Atlanta’s bicycling population has been rising fast for several years now. It’s the e-transport revolution in action.
You can see it at an event like Sunday’s Atlanta Streets Alive . Despite the morning thunderstorms, and despite its location far from the madding crowd, there were people. Lots of people.
Most of the people, I regret to say, were white people. The route goes through neighborhoods that have been majority black for over a half century now, like West End and Mechanicsville. It’s true that the gentry has moved into these areas (especially Summerhill, which benefits from being next to Grant Park) but that doesn’t explain the event’s demographics.
The sad fact is that the e-transport revolution in Atlanta is mostly an upper middle-class phenomenon.
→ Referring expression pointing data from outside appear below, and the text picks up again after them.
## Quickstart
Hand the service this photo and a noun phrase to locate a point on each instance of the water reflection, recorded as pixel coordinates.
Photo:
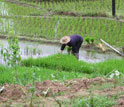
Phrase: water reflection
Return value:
(34, 49)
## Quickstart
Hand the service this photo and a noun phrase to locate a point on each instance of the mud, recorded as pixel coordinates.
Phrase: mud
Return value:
(63, 91)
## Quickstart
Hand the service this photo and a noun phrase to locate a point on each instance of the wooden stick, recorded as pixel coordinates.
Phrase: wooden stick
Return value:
(112, 47)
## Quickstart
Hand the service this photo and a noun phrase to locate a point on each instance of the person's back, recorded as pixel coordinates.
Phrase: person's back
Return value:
(74, 41)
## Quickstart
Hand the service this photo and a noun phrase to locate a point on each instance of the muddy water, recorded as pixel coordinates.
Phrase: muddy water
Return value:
(34, 49)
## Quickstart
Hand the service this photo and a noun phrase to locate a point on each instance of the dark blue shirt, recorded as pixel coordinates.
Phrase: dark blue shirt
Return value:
(75, 43)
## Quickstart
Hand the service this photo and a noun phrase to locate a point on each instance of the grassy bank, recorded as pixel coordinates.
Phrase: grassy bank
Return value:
(27, 75)
(70, 63)
(87, 8)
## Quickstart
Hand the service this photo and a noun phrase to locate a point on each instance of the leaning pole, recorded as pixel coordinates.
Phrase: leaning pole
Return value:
(112, 47)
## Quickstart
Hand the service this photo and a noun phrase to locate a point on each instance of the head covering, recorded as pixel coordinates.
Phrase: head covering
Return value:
(65, 40)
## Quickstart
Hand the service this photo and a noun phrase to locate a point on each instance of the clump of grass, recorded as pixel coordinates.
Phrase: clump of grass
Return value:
(7, 75)
(70, 63)
(61, 63)
(95, 101)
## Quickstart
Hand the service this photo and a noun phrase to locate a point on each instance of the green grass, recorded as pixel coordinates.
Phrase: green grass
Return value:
(8, 9)
(27, 74)
(86, 8)
(61, 63)
(70, 63)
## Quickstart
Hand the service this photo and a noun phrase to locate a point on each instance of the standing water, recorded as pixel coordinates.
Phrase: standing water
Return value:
(35, 49)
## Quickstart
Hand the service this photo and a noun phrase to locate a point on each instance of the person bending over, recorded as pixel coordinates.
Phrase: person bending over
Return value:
(74, 41)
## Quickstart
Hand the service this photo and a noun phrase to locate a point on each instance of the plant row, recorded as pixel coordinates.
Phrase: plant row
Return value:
(71, 64)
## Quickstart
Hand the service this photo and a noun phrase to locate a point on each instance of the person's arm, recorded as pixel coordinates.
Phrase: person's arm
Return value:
(74, 49)
(62, 48)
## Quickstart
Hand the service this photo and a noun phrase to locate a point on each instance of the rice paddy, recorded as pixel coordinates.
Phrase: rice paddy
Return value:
(61, 80)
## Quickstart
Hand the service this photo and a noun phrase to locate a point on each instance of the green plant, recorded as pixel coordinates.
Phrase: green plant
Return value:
(12, 53)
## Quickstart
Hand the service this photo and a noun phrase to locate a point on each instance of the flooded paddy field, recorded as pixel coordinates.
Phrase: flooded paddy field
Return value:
(35, 49)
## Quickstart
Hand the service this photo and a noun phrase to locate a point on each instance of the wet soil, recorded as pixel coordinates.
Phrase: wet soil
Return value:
(49, 92)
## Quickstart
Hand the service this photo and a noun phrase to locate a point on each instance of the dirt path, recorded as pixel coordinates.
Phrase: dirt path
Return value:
(48, 92)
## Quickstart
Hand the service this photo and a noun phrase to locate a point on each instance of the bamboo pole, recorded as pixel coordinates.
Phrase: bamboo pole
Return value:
(112, 47)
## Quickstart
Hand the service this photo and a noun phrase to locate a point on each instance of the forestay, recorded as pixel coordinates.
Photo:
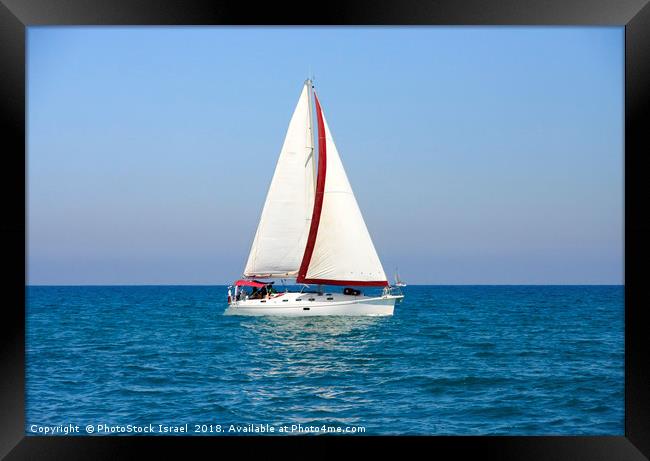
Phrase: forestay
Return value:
(339, 249)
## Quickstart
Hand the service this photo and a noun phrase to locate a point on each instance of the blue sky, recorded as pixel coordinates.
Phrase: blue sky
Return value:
(478, 155)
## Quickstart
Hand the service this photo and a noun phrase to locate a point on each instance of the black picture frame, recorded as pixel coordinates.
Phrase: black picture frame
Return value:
(16, 15)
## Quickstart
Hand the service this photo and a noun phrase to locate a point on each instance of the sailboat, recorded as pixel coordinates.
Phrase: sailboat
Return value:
(311, 230)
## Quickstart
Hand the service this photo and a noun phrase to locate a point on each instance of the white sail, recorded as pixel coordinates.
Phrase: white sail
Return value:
(279, 242)
(343, 251)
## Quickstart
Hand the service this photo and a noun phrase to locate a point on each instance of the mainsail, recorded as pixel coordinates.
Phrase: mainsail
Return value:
(339, 250)
(282, 232)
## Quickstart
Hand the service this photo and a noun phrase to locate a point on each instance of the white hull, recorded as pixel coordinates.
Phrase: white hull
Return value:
(312, 304)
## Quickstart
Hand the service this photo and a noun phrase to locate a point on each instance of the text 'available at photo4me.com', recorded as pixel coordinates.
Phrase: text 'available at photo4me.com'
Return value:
(189, 429)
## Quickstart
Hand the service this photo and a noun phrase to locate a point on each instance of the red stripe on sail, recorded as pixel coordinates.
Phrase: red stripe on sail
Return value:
(379, 283)
(318, 198)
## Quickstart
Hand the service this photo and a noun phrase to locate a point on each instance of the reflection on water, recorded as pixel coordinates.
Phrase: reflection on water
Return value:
(452, 360)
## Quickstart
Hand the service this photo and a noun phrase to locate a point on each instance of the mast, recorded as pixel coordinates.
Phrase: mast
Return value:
(310, 89)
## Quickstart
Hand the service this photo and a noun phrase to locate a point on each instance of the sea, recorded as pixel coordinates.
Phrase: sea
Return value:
(452, 360)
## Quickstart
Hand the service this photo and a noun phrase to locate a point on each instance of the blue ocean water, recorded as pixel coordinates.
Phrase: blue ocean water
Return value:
(462, 360)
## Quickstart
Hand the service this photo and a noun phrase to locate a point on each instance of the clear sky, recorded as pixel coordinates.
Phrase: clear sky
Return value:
(478, 155)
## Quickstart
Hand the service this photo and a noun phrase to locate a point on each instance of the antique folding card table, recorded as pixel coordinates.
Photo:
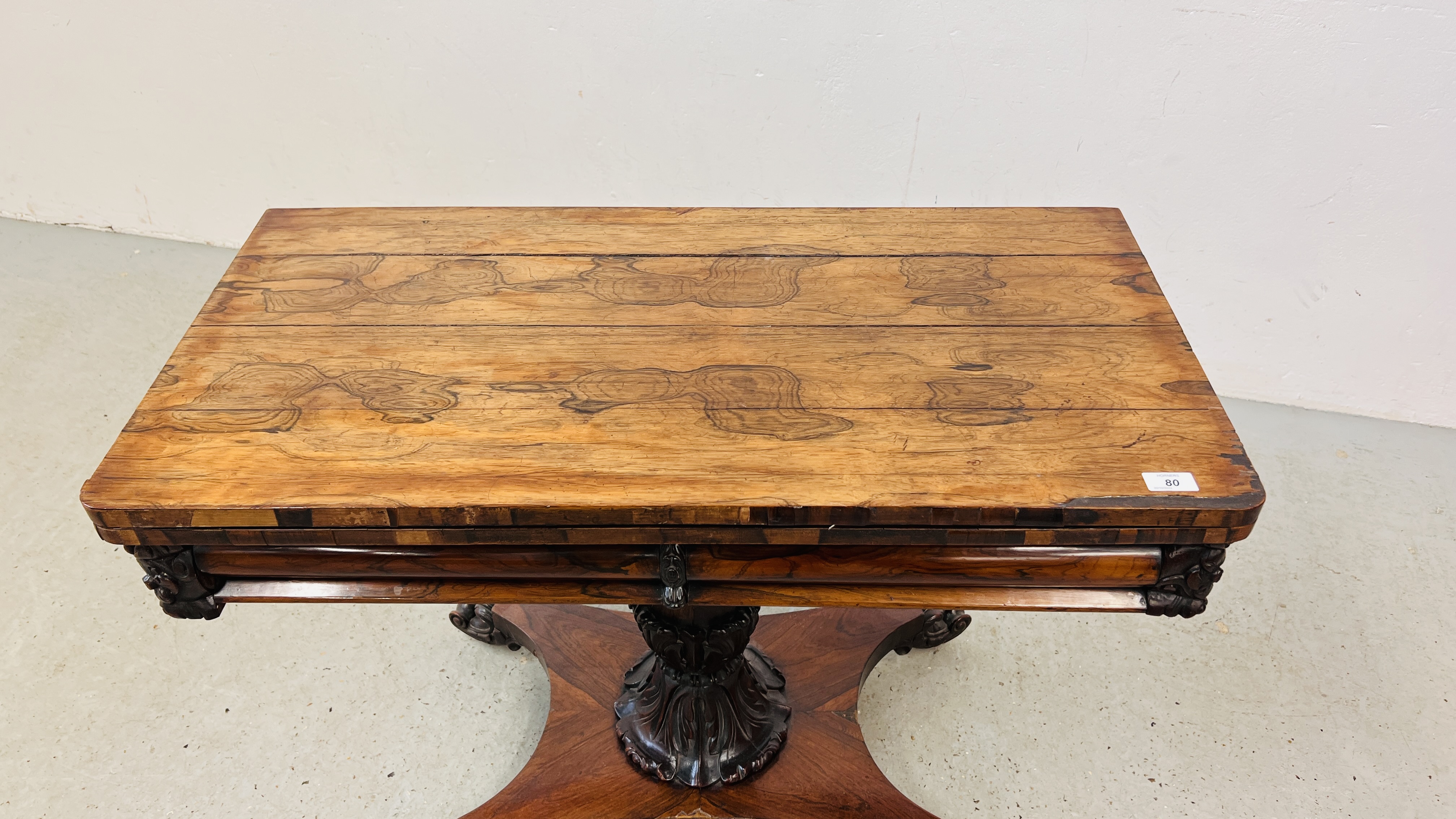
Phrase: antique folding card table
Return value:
(890, 415)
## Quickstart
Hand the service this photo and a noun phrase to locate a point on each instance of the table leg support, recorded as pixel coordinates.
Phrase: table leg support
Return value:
(702, 707)
(823, 768)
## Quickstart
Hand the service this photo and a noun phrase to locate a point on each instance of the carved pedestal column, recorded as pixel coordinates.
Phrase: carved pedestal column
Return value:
(702, 707)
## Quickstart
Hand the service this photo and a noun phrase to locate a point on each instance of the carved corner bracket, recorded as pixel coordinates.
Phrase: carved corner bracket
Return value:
(172, 575)
(672, 569)
(1186, 579)
(935, 627)
(480, 621)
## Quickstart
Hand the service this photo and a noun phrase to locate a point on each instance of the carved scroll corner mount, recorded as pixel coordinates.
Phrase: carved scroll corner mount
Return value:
(937, 627)
(184, 591)
(480, 621)
(673, 572)
(1184, 582)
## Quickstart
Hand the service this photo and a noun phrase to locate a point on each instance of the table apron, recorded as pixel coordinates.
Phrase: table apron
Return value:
(1096, 567)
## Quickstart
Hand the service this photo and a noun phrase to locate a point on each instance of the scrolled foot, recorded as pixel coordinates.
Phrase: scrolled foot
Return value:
(172, 575)
(480, 621)
(1184, 582)
(937, 627)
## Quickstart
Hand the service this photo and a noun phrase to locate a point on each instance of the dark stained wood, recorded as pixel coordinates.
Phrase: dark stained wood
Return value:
(543, 460)
(822, 773)
(992, 598)
(702, 707)
(956, 566)
(627, 231)
(657, 536)
(653, 366)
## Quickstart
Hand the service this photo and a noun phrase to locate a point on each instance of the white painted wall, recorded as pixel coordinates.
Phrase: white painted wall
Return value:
(1288, 167)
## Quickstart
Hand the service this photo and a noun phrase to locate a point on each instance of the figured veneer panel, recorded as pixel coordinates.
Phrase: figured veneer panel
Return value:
(618, 291)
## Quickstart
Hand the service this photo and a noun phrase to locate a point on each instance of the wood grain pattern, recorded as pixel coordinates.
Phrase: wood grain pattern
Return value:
(1017, 566)
(649, 366)
(577, 231)
(605, 465)
(823, 771)
(755, 537)
(989, 598)
(378, 289)
(976, 371)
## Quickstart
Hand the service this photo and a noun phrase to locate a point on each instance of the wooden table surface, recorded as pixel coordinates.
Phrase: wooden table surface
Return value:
(643, 368)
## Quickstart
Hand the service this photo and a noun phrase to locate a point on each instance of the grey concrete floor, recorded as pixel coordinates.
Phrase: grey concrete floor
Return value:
(1318, 684)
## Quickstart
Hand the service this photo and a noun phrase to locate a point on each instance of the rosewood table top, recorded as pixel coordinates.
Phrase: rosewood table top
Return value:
(551, 378)
(697, 413)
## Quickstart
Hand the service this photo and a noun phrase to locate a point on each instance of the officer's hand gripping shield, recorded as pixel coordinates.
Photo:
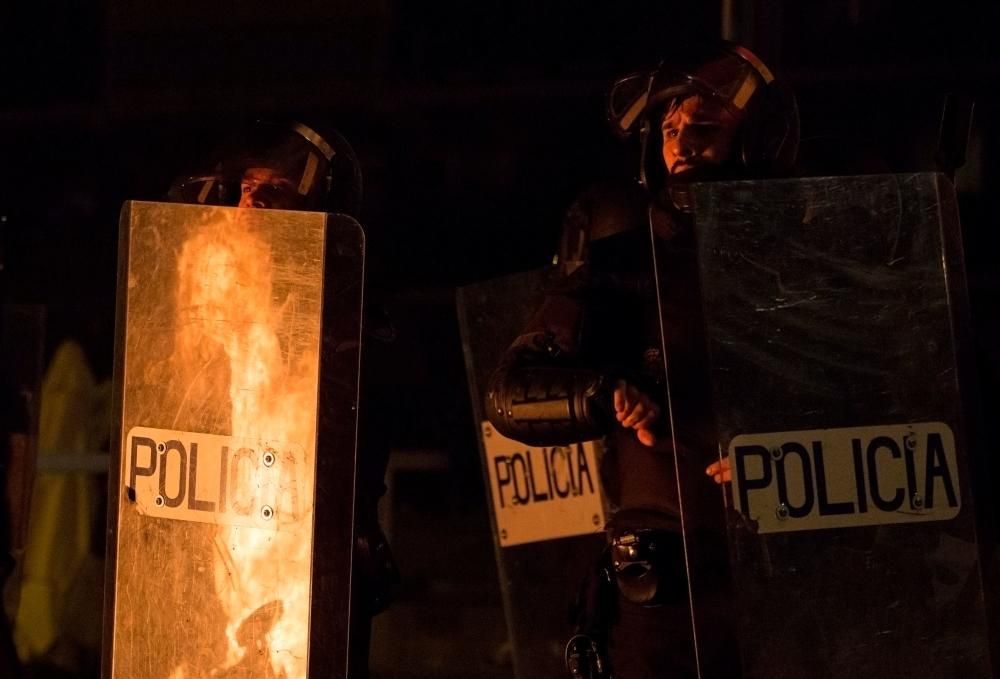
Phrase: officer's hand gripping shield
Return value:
(546, 503)
(231, 501)
(833, 315)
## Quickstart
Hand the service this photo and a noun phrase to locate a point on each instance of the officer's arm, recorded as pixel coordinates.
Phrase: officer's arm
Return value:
(544, 403)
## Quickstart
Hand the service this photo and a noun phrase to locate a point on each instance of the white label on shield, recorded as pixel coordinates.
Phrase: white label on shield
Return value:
(542, 493)
(837, 478)
(215, 479)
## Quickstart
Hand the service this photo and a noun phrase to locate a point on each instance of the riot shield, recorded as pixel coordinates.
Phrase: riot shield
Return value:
(231, 504)
(546, 504)
(832, 311)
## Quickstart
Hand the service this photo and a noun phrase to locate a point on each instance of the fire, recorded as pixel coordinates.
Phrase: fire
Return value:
(226, 293)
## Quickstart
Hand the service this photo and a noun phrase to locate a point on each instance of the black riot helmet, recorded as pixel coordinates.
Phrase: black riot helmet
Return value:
(767, 139)
(282, 165)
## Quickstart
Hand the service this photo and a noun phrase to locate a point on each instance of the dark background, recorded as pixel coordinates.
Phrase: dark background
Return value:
(476, 123)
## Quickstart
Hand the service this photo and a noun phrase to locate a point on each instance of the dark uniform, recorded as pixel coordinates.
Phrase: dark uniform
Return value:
(612, 318)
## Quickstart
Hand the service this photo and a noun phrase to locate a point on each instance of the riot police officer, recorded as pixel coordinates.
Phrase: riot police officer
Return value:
(591, 362)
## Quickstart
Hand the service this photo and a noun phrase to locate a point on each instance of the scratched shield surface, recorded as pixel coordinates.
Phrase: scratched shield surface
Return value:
(222, 316)
(547, 508)
(833, 310)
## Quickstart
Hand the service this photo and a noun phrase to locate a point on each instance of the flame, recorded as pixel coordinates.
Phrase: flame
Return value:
(225, 289)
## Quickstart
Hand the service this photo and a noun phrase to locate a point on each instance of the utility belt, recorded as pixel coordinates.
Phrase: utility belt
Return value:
(643, 566)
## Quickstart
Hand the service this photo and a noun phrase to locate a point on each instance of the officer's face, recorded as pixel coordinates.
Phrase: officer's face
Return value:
(698, 133)
(263, 187)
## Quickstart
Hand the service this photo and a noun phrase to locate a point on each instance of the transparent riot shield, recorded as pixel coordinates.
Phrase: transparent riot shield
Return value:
(832, 310)
(231, 502)
(546, 504)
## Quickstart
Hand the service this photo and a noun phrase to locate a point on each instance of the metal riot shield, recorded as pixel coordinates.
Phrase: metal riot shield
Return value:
(231, 505)
(546, 504)
(833, 311)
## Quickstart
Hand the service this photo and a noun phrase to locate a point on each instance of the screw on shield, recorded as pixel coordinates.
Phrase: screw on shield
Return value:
(781, 511)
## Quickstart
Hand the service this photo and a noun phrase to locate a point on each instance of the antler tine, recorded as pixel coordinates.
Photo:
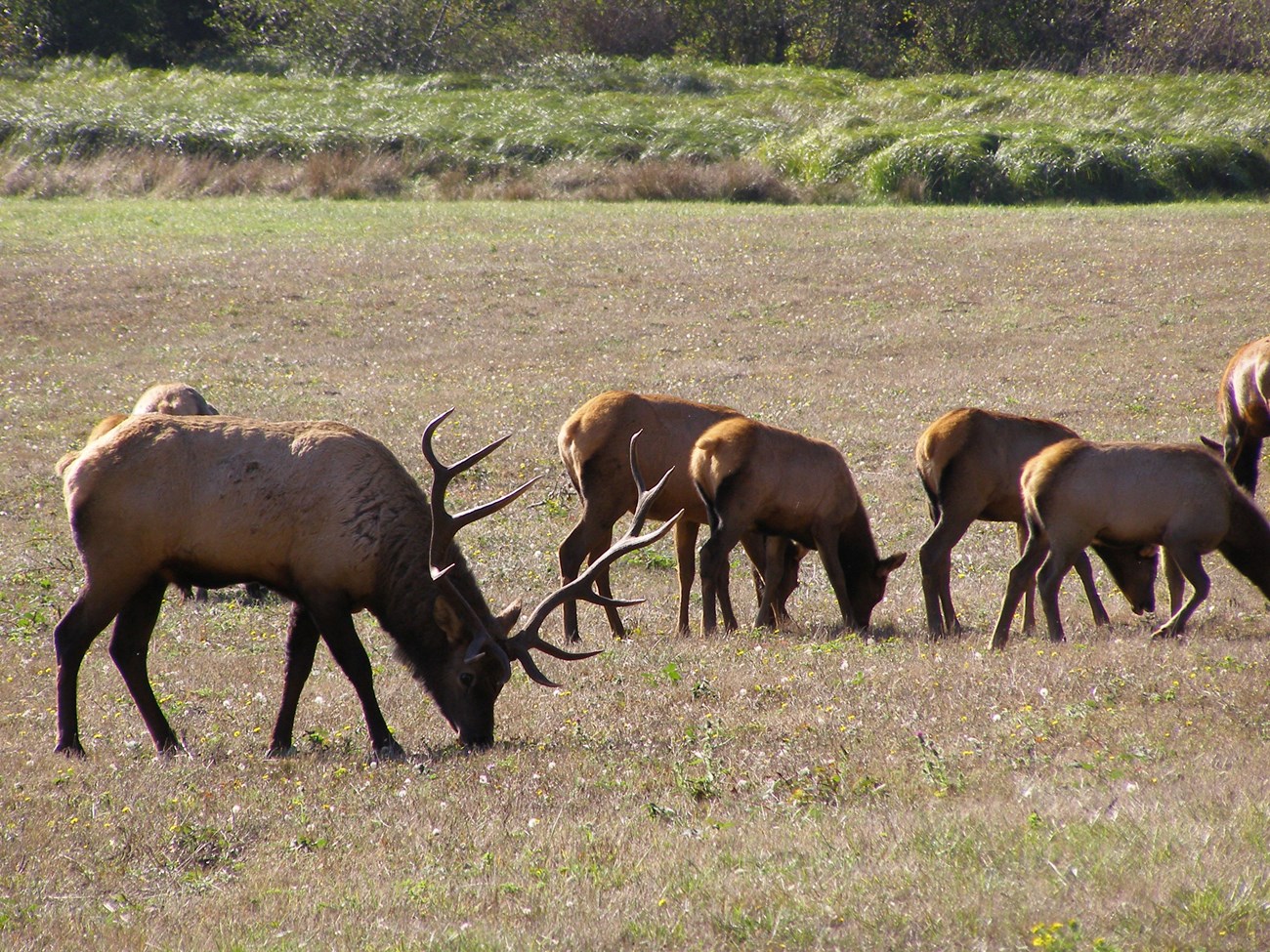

People who can afford e-bikes find them glorious, but the key bit in this sentence is “who can afford.” Any poor person who can scrape up the cash for a cheap e-bike has to worry about security in ways I don’t, since my house has room for the bike.
But there is hope, represented by the picture accompanying this note.
Electric cargo bikes, like this one, driven by women with kids, often with the kids, are changing the game. You may think nothing of running over this old man and his Edison. If you read about one of these things getting rolled, with mom and her offspring splattered all over the highway, you’re not going to “whatabout” it.
Cargo bike use is spreading across the middle of town. From Decatur to West End, wherever there are safe routes available, families are saving money and creating quality time on these things. They are how change happens.